I threw the Journal in '65-'66. NW 32nd, NW 33rd, NW 34th, between N. Western & Classen. Basically from The Cathedral of Our Lady of Perpetual Help to Memorial Park. Tony Venters was my district manager. He had the coolest yellow '63 Impala SS!
I was selected as one of 5 "Carriers of the Month" once.
The free Thursday editions were called Green Sheets, and about half the time I ditched mine (oh, the shame); there were a lot more non-subscribers on my route than subscribers, and every non had to get one.
I remember two things from my route that made a huge impression on me:
1.) Music. Whoever the overnight DJ on KOMA was, he deviated from their widely varied playlist, which normally consisted of pop songs for the elders (Dino, Frank, etc) mixed with R&R for us youngsters. He threw the pop songs right out the window and played rock from 3 am to 5 am. I remember the first time I heard "My Generation" on my pocket transistor while throwing papers. This DJ said, " Toward the end of this song you'll hear what sounds like interference. It's not. It's the guitar player rubbing the neck of his guitar up and down the microphone stand and smashing it into his amplifier." I first heard The Who, The Byrds, The Yardbirds, Wayne Fontana and the Mindbenders, Count 5, ? and the Mysterians on KOMA beteen 3:30 and 4:30 in the morning.
2.) Astronomy. I personally witnessed on November 17, 1966, the Great Leonid Meteor Shower.
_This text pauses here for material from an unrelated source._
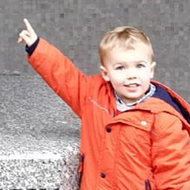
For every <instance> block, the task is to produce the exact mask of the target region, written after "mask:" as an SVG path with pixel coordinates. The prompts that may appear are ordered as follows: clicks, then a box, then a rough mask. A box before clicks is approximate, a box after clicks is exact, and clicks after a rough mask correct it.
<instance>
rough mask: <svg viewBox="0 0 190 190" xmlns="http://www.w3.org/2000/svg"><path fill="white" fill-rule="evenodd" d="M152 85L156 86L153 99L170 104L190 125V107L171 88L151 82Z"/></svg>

An unbelievable display that has not been equalled since. Sources I've read since estimate 40 meteors per second in dark skies. Light pollution in OKC was nothing in '66 like it is now, so I'll guess that I was seeing at least a hundred per minute. It was the most awesome thing, to this day, I have ever seen.
Green Sheets we "ditched" by most carriers. They always had contests within the paper. There were random numbers within the paper and also listed winning numbers and prizes won for each number. Some carriers got into trouble because they would take the paper to some location and look for winning numbers. They would get a friend or relative to collect the prize and then split it with them. $50 I think was the top prize. Good money in the mid-60's. Good money today
He started it over his disdain for the Oklahoman's treatment of him in his Governor's race...It was a spiteful move but I loved it and respect him for doing it...
When I was growing up in MWC in the late 60's and 70's my father took all 3 papers (the Journal and the Oklahoman in the morning, and the Times in the evening) at least for a while. After my father passed away last year my brothers and I found a Journal calendar from the last year they were in business while cleaning out his garage. If memory serves right, this is where Al Eshbach got his start in their sports department. Had a friend in H.S. who did some photograghy work for them. I really enjoyed having dueling papers for the balance.
Anyone remember the Oklahoma Advertiser? A weekly (Wednesdays) that stopped publication in the mid to late '60s.
Ill tell you one thing that infuriates the Dickens out of me. Since this site made copies of the journal easily available, I was struck a few years back and researching in the journal. There were some AMAZING PHOTOS taken and published in the the paper. Apparently Atkinson did NOT have the foresight to preserve the negatives and they were left in the leaky old Journal building where the got wet and were destroyed. At least Gaylord left the Oklahoma's negatives to the historical society.
There are some amazing photos from the urban renewal period that were almost priceless. . .and totally lost now.
I delivered the Journal on Tinker AFB in 1977 and 1978. Road my bike all over base housing in the early morning hours and then again in the afternoon throwing the Oklahoma City Times.